I did my family practice residency in a Catholic hospital in the mid west. The strong presence of nuns in leadership and the quiet influence of the attached order and Catholic school lent an unmistakably religious atmosphere to the hospital. Mostly, as residents, we were too busy and too tired to either notice or care, but occasionally the interface between the hospital’s spiritual context and the world of patient care was uncomfortable. Even jarring.

 

Just outside the entrance to the psychiatric wing was a small quiet alcove for prayer. Next to the door into the alcove was a larger-than-life-size alabaster white statue of the Virgin Mary. When I say larger than life, I mean it. She would have been a force to be reckoned with on most college football teams. Adding to the effect, she was standing on the head of a similarly large serpent. The first time I saw it, I found it surreal, but I gradually stopped noticing it.
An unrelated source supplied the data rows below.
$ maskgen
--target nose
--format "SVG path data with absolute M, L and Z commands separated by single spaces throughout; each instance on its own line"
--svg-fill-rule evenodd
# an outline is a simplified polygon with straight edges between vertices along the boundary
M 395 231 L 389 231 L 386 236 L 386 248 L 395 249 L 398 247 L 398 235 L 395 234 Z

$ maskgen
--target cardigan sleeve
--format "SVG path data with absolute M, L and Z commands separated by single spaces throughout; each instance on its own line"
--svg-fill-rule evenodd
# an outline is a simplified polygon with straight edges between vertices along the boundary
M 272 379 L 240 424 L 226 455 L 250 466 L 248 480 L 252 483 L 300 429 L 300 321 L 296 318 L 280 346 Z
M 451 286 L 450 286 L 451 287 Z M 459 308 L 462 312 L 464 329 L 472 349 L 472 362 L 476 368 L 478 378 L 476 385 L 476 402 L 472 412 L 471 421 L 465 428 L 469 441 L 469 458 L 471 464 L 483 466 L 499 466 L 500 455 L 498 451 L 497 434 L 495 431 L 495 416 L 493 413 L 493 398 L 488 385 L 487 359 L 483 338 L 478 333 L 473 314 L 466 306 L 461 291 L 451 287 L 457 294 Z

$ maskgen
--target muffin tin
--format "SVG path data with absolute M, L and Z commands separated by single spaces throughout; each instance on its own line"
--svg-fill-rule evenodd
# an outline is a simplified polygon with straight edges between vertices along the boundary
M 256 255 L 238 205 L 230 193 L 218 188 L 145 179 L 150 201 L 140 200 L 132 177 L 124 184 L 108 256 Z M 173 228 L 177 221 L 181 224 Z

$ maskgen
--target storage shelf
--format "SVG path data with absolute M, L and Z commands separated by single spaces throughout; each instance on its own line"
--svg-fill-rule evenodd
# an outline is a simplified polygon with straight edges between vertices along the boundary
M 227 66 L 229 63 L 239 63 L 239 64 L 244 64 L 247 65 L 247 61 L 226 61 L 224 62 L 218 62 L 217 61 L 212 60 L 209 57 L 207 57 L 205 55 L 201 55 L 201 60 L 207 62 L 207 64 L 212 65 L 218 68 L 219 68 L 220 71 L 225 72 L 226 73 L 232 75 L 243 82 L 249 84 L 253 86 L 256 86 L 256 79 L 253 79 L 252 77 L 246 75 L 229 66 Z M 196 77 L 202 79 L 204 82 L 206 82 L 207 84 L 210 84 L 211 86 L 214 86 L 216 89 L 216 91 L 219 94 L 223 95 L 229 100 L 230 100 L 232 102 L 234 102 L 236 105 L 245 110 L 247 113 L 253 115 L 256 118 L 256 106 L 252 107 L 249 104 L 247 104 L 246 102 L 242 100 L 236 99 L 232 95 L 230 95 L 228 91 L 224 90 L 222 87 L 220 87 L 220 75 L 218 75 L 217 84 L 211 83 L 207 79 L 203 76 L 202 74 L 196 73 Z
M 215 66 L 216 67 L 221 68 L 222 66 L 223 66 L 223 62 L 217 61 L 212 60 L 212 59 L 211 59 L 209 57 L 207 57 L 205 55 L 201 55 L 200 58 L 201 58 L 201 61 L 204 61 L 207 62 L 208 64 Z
That is, until the day I came by and found a young adult male hard at work, AWOL as I would later learn from the occupational therapy painting class on the psych floor. He was talking quietly but energetically to himself, and totally engrossed with his paints. He had already carefully painted bright red lipstick, brown eyebrows, and a small black beauty mark on her cheek, and was painting periwinkle nipples on the Virgin Mary, taking obvious care to make them symmetric and neat.

I was transfixed.  As I stood watching in silence, another resident and then a nurse came by and stopped. We exchanged glances but no one said a word. Inevitably, the performance came to an end. One of the sisters came by and indignantly commanded him to stop: “Young man. Stop. At once.” He turned and in the flat and disinterested voice of the patient on high-dose antipsychotic medication, he asked, simply: “Why?”

The Sister replied, with sarcasm that was most likely lost on the young man, that the Virgin Mary would not have worn makeup.

His response was simple: “Well, she wouldn’t have stood on no snake, either.”

Later in the day, when I passed that way again, the young man was no longer there. The statue, which had been restored to its unblemished white state, was somehow not the same. I missed the colorful additions and couldn’t help wondering what other decorations he would have added before he stopped.

And I’ve always thought that he got by far the better of the exchange.